From our marginals, (noise added or not), we then need to be able to reconstruct answers to the original queries which were submitted. Because of a very useful property of Kronecker products this isn't too bad though, because for both inverses and pseudo inverses,
$$
(A \otimes B)^{-1} = A^{-1} \otimes B^{-1}
$$

For this paper we actually only really care about "pseudo inverses" $A^+$, which have the properties
$$
\begin{align*}
(AA^+)A &= A\\
A^+(AA^+) &= A^+\\
(A^+A)^* &= A^+A\\
(AA^+)^* &= AA^+\\
\end{align*}
$$

We can calculate the pseudo-inverse of a subtraction matrix fairly easily, and so we can define a matrix $U$ such that

$$
U_Q = \bigotimes_{attr \in D} \begin{cases}S_{|attr|}^{-1} & attr \in Q\\ \frac{1}{|attr|}\textbf{1}^{|attr|} & attr \notin Q\\ \end{cases}
$$

And because the kronecker product of inverses is the inverse of the kronecker product, then $U_Q$ can be used as our pseudo-inverse to $R_Q$.
So we can compute the residuals $R_q x$ for all subqueries $q \in Q$, and add noise to them.
Then if we compute $U_q$, we can "invert" by computing $U_q(R_q x + N)$. The sum of all these "inverted" values will then be our final noisy answer to the original query $Q$.

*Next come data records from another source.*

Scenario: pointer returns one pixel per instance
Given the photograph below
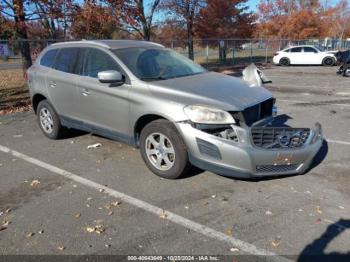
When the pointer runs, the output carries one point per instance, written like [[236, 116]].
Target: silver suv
[[175, 111]]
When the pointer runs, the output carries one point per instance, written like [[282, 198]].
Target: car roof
[[109, 44], [300, 46]]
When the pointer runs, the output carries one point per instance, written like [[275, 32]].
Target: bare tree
[[186, 11], [16, 10], [135, 16]]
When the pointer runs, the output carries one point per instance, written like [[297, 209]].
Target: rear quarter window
[[66, 60], [48, 58]]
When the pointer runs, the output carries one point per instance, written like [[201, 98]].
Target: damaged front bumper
[[255, 151]]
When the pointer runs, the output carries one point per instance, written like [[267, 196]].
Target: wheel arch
[[36, 99], [285, 58], [142, 122], [329, 57]]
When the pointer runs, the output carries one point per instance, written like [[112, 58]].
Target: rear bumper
[[276, 60], [242, 159]]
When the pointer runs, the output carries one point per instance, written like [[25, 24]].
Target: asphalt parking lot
[[62, 198]]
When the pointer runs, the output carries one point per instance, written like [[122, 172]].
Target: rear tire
[[163, 150], [328, 61], [347, 72], [49, 121], [284, 61]]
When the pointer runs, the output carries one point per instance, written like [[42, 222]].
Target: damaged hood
[[214, 89]]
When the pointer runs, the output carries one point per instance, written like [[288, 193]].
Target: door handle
[[52, 84], [85, 92]]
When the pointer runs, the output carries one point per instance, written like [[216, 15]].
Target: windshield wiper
[[191, 74], [153, 78]]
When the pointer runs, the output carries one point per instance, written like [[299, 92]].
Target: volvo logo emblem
[[284, 140]]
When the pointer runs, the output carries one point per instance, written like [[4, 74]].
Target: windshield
[[320, 48], [152, 64]]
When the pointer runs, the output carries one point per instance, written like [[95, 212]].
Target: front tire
[[49, 121], [284, 61], [163, 150], [328, 61]]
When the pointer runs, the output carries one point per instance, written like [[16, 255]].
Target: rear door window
[[97, 61], [295, 50], [66, 60], [308, 49], [49, 58]]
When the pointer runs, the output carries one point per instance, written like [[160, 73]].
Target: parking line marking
[[338, 142], [306, 102], [177, 219]]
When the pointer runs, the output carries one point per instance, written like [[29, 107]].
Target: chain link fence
[[206, 51], [211, 53]]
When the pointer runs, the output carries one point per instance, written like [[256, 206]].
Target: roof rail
[[84, 41]]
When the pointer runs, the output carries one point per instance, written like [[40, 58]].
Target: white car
[[304, 55]]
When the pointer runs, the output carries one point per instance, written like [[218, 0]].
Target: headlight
[[208, 115], [317, 130]]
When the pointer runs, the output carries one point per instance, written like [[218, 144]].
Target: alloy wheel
[[46, 120], [160, 151]]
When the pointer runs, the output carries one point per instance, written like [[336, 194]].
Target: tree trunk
[[190, 38], [21, 30]]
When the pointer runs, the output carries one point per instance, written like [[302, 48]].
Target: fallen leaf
[[229, 232], [30, 234], [224, 199], [90, 229], [112, 205], [99, 229], [6, 223], [163, 215], [61, 248], [94, 146], [275, 242], [318, 221], [35, 182]]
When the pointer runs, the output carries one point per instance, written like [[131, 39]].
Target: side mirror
[[110, 77]]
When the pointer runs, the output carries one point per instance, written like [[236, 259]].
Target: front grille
[[279, 137], [276, 168], [257, 112]]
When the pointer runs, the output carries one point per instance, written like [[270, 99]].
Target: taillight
[[25, 76]]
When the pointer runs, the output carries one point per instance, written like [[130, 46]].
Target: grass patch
[[14, 93]]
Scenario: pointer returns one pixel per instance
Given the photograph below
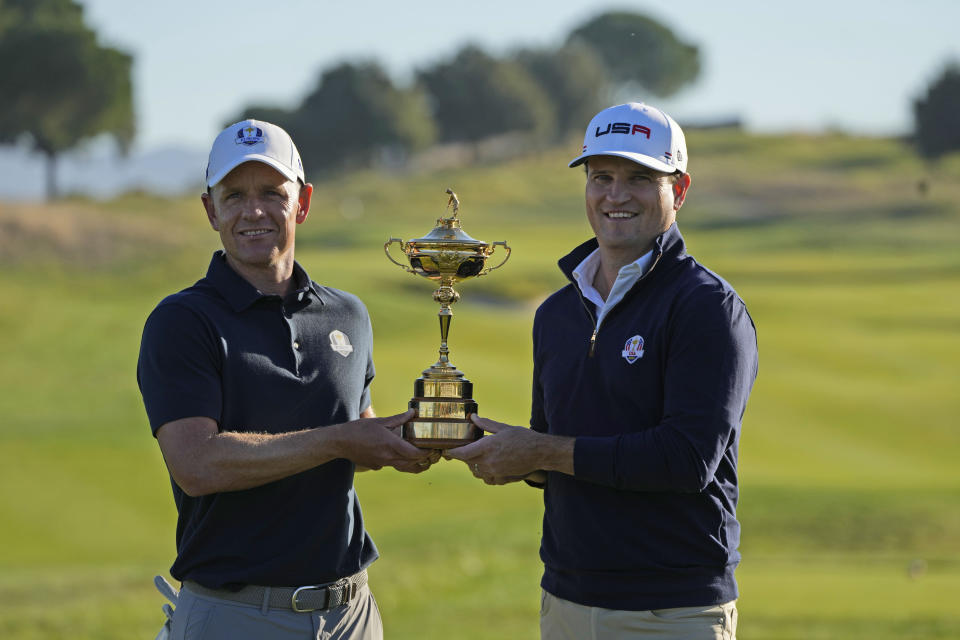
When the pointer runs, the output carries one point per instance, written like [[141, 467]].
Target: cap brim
[[646, 161], [254, 157]]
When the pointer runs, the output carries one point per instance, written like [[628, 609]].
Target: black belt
[[300, 599]]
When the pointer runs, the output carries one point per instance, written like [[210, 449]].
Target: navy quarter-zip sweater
[[648, 520]]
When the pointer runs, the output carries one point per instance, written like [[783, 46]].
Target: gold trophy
[[443, 398]]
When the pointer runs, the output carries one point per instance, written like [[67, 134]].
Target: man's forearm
[[555, 453], [233, 461]]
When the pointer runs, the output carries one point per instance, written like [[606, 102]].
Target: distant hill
[[100, 173]]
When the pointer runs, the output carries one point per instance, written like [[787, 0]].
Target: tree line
[[59, 87], [356, 114]]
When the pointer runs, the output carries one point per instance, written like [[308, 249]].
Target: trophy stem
[[445, 315]]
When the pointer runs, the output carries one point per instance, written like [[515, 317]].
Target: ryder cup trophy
[[443, 398]]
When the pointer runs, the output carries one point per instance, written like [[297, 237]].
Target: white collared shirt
[[628, 276]]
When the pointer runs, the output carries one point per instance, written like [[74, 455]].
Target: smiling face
[[256, 211], [629, 205]]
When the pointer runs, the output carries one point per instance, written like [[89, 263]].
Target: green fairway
[[850, 490]]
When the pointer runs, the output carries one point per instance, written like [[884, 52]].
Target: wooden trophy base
[[444, 406]]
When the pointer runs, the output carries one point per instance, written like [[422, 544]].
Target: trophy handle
[[386, 250], [503, 243]]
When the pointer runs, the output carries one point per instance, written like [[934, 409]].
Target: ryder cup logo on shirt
[[340, 343], [249, 135], [633, 350]]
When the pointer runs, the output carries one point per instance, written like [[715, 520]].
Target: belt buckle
[[295, 605]]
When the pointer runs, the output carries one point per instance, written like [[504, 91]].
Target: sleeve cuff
[[593, 459]]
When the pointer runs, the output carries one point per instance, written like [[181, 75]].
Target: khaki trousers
[[564, 620], [200, 617]]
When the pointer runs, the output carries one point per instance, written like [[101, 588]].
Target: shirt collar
[[586, 271]]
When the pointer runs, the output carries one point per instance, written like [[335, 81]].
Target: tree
[[59, 86], [638, 49], [573, 77], [356, 113], [475, 96], [353, 116], [935, 115]]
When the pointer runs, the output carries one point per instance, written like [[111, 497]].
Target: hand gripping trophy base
[[443, 398]]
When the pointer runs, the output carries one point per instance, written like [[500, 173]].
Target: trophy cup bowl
[[442, 396]]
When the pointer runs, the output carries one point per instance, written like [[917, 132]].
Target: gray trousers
[[564, 620], [201, 617]]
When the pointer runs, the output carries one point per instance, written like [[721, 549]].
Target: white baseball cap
[[257, 141], [638, 132]]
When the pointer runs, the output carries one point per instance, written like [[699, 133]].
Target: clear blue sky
[[855, 64]]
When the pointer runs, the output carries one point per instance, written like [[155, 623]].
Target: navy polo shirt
[[264, 363]]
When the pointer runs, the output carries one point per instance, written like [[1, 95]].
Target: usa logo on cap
[[249, 135]]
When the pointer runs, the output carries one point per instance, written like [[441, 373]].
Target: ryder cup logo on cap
[[637, 132], [253, 141]]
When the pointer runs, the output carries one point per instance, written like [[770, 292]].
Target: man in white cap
[[642, 369], [256, 382]]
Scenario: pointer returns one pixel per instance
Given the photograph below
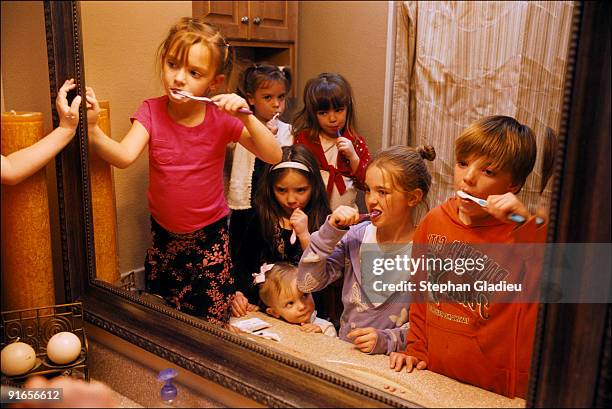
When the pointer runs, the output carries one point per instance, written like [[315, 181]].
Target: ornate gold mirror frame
[[573, 340]]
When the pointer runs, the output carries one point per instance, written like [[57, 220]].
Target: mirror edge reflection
[[151, 326]]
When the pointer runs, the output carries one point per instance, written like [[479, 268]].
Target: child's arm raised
[[120, 154], [323, 261], [256, 137], [25, 162]]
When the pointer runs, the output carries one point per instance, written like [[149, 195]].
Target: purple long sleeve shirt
[[333, 254]]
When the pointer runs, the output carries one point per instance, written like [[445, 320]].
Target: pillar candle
[[104, 213], [27, 265]]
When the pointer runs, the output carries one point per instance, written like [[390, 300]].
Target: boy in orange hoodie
[[485, 344]]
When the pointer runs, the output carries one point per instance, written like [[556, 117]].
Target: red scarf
[[342, 168]]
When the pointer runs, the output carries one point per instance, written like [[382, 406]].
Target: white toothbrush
[[517, 218], [206, 99]]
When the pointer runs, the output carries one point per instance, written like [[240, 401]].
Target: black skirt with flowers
[[192, 271]]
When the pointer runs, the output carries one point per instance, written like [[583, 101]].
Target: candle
[[103, 208], [17, 358], [27, 263], [63, 348]]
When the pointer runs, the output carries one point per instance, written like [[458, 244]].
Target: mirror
[[228, 358]]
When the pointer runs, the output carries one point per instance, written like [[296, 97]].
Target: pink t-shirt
[[186, 165]]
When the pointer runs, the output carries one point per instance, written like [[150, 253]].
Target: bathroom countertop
[[424, 388], [131, 373], [122, 401]]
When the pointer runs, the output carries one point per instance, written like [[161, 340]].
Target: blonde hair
[[277, 281], [509, 145], [406, 166], [189, 31]]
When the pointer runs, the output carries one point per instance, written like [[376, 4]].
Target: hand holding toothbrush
[[346, 149], [299, 223], [272, 124], [506, 207]]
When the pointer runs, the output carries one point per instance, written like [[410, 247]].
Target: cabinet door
[[230, 16], [273, 20]]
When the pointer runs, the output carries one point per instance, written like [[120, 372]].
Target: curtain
[[456, 62]]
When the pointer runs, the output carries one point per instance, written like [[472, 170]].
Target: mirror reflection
[[29, 146], [438, 93]]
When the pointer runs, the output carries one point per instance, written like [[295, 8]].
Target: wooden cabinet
[[251, 20], [258, 31]]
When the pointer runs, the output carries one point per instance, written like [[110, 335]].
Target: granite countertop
[[424, 388]]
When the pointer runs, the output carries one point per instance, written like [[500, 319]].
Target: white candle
[[63, 348], [17, 358]]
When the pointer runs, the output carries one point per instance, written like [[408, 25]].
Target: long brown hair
[[189, 31], [256, 76], [327, 90], [270, 211], [406, 166]]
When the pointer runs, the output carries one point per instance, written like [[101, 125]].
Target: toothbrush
[[517, 218], [207, 100], [367, 216]]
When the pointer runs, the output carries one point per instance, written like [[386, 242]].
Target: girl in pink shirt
[[189, 263]]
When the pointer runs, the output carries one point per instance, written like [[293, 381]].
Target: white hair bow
[[261, 276]]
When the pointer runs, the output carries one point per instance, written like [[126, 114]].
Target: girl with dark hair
[[290, 203], [326, 126]]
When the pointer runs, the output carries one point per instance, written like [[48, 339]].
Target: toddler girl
[[290, 203], [326, 126], [189, 263], [279, 293], [397, 180]]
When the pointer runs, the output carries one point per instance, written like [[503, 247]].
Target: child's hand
[[240, 305], [272, 124], [230, 103], [346, 148], [343, 217], [310, 327], [364, 338], [502, 206], [93, 107], [299, 221], [68, 114], [397, 360]]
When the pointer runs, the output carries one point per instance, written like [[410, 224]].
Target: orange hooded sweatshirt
[[479, 343]]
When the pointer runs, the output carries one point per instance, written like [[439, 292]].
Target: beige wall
[[119, 42], [347, 37]]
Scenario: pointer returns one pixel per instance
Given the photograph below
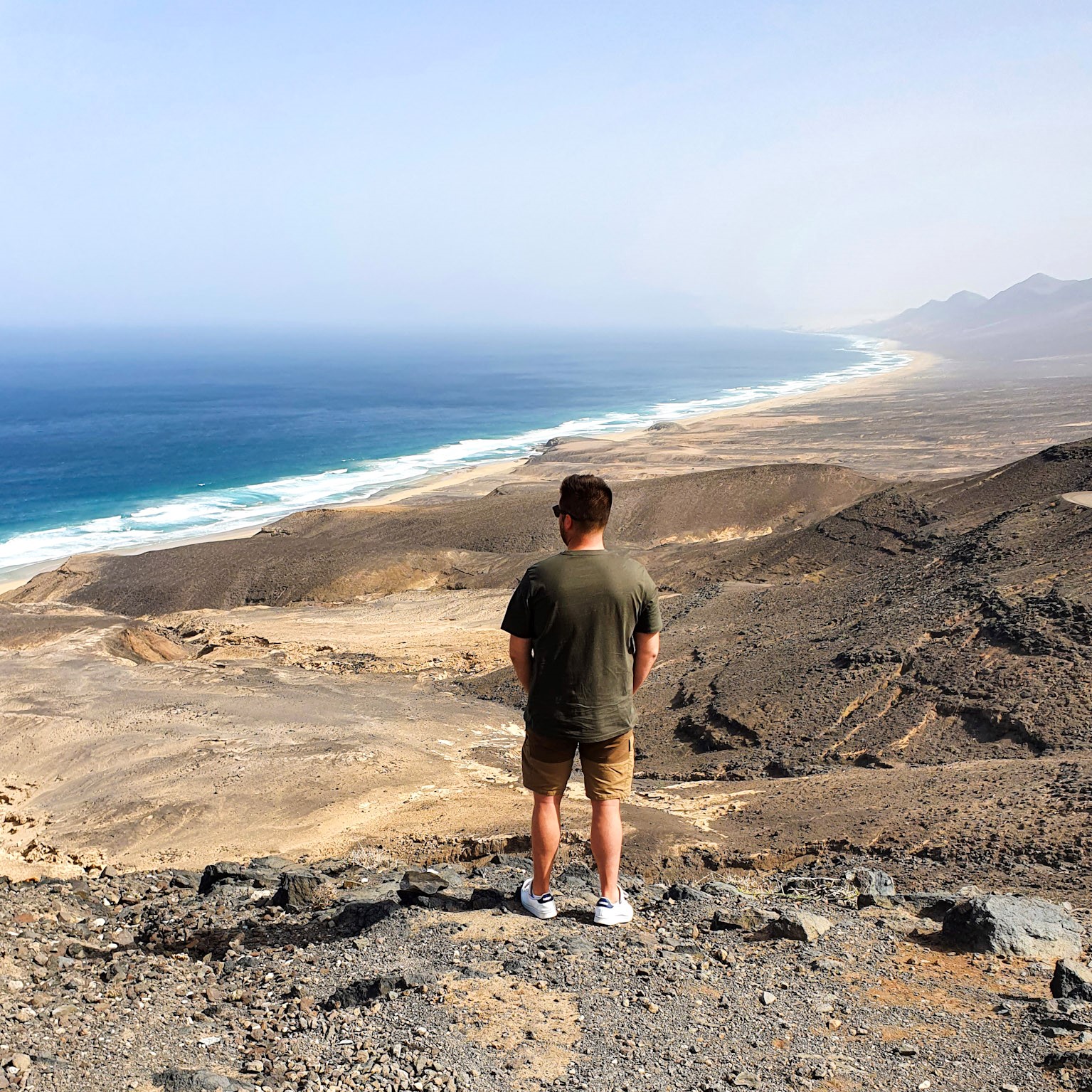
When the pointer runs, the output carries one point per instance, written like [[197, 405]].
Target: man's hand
[[519, 652], [645, 657]]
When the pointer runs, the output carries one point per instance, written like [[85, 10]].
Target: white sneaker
[[537, 906], [614, 913]]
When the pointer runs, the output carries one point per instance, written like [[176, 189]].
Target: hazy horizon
[[628, 166]]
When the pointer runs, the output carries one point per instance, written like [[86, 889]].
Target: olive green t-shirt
[[580, 610]]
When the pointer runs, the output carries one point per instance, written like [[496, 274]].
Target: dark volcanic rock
[[369, 990], [199, 1080], [1071, 980], [748, 918], [800, 925], [875, 888], [232, 871], [1012, 925], [418, 883], [297, 889]]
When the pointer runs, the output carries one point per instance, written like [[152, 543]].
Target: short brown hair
[[588, 499]]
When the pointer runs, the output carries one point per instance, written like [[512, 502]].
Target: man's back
[[580, 610]]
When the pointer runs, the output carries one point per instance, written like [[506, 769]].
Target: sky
[[571, 164]]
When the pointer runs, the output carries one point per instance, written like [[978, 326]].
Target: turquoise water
[[138, 438]]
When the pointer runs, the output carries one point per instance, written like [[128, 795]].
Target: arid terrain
[[877, 654]]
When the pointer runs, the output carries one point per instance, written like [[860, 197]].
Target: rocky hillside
[[351, 975]]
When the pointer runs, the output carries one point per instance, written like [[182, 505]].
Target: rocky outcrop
[[1012, 925]]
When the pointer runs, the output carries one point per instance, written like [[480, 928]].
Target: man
[[583, 634]]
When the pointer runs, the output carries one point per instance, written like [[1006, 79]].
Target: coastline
[[481, 477]]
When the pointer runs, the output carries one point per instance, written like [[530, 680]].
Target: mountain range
[[1040, 317]]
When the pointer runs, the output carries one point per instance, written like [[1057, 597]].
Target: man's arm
[[645, 657], [519, 652]]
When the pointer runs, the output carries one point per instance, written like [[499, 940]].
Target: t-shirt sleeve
[[518, 616], [648, 620]]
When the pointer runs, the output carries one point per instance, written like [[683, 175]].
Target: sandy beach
[[361, 641]]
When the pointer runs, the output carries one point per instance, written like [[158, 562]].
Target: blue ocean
[[127, 439]]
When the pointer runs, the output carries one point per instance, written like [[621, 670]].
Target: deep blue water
[[122, 439]]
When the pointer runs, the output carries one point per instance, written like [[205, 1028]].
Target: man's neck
[[588, 542]]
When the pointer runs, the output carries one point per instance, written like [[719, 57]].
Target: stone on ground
[[1014, 925]]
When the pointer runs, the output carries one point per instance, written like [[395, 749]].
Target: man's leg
[[606, 844], [545, 839]]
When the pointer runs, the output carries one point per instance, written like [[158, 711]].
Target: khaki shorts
[[608, 765]]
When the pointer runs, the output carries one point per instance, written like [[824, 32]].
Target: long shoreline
[[445, 479]]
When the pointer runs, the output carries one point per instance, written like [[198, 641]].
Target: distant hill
[[1039, 317]]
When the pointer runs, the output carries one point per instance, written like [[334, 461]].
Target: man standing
[[583, 634]]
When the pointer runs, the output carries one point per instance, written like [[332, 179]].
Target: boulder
[[1071, 980], [232, 871], [297, 889], [369, 990], [418, 883], [684, 892], [739, 918], [800, 925], [875, 888], [932, 904], [1014, 925], [198, 1080]]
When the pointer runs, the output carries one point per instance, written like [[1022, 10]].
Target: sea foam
[[214, 512]]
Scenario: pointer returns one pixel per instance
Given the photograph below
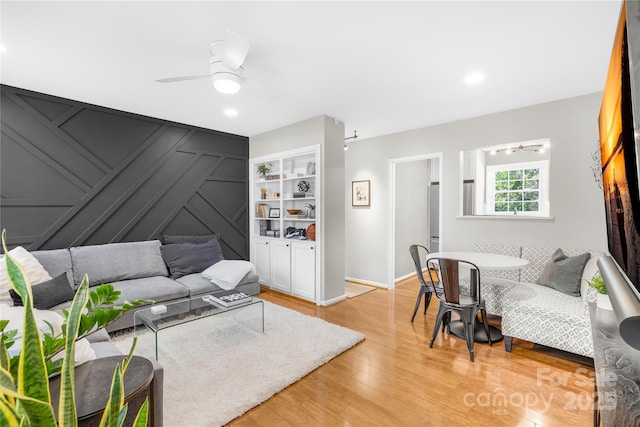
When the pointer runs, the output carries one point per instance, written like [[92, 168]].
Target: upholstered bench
[[537, 313]]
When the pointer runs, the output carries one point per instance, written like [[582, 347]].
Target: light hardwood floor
[[393, 378]]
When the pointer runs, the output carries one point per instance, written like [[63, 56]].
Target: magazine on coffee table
[[230, 298]]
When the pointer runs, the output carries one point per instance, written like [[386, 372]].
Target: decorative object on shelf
[[311, 210], [311, 232], [298, 233], [361, 193], [602, 299], [264, 169], [274, 213], [311, 168]]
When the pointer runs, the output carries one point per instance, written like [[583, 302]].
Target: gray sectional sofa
[[537, 313], [136, 269], [139, 271]]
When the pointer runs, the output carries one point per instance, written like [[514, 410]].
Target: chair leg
[[415, 309], [469, 329], [442, 312], [485, 321], [508, 342], [427, 300]]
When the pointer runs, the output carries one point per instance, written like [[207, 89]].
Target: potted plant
[[598, 284], [24, 379], [264, 169]]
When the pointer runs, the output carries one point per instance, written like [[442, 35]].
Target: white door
[[303, 270], [280, 265]]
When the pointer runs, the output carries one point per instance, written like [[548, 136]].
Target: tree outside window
[[518, 189]]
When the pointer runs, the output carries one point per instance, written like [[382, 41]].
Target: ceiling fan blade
[[234, 50], [183, 78]]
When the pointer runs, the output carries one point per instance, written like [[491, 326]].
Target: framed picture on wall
[[361, 193]]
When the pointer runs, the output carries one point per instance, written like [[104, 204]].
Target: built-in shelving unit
[[285, 198]]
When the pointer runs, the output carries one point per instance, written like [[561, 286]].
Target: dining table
[[484, 261]]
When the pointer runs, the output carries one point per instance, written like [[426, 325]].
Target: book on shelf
[[230, 298], [262, 210]]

Because if we have multiple queries $Q_1$, $Q_2$, ..., $Q_n$, then we just keep a set of sets for all of them. Then if there is any sub-query $q$ such that $q \in Q_1$ and $q \in Q_2$, we only compute it's residual once, and invert it once, and save the value. Then we can use it in reconstructing $Q_1$ and $Q_2$ (or as many more $Q$ as we have), which saves us work, and means that our answers will be consistent.

## Noise

So far, we've pretty much ignored the problem of adding noise. I've come to the conclusion that it's somewhat orthogonal to the general issue of the matrix mechanism (consistency, reducing redundant computation) but the authors spend a decently large amount of time on it, so I didn't want to completely skip over it. It is also important if someone in the future wants to get ResidualPlanner to use the infinity-norm, because it's during the noise adding process that it comes up.

Adding the noise becomes an optimization problem, with a trade-off between the amount of privacy added, and the amount of accuracy lost from the noise.
We can view the problem from two different perspectives, depending on whether we select an accuracy level and then try optimize for as much privacy as possible, or if we set a minimum privacy level, and then try to reduce the innaccuracy as much as possible.

Generally we will be setting a "privacy budget" and then optimizing to be as accurate as possible while staying within that budget. Accuracy is modelled through the variance $\sigma^2$ that applying some noise to each residual value will have on the answers which we compute to the final answer. Actually optimizing $\sigma^2$ can be done with a linear programming solver, but the exact formulation depends on the cost function we select. Either minimizing the maximum variance, or minimizing the l2-norm of all variances. To be honest, I'm slightly conflicted after understand the paper more about the difference between optimizing for the "maximum-variance" and optimizing the infinity-norm of the variances. I'm guessing there's a subtle difference I'm not picking up on, and I know that the infinity-norm isn't actually just the maximum, but practically speaking it seems like you would expect the same results to me.

# Conclusion

I just wanted to say here at the end, thank you professor. I've had a great time in this class, and I think I've gotten a pretty solid foundations on the math behind differential privacy, and math in general. I hope this report is actually of some help, but I'm not 100% sure that it will be much easier to understand than the paper itself. After trying to explain these concepts myself (even after I got a solid grasp on them) I have a much higher degree of respect for how hard it is to communicate these topics (to any future students, if you want to read the paper itself, read Appendix B before anything else, it will be much much easier).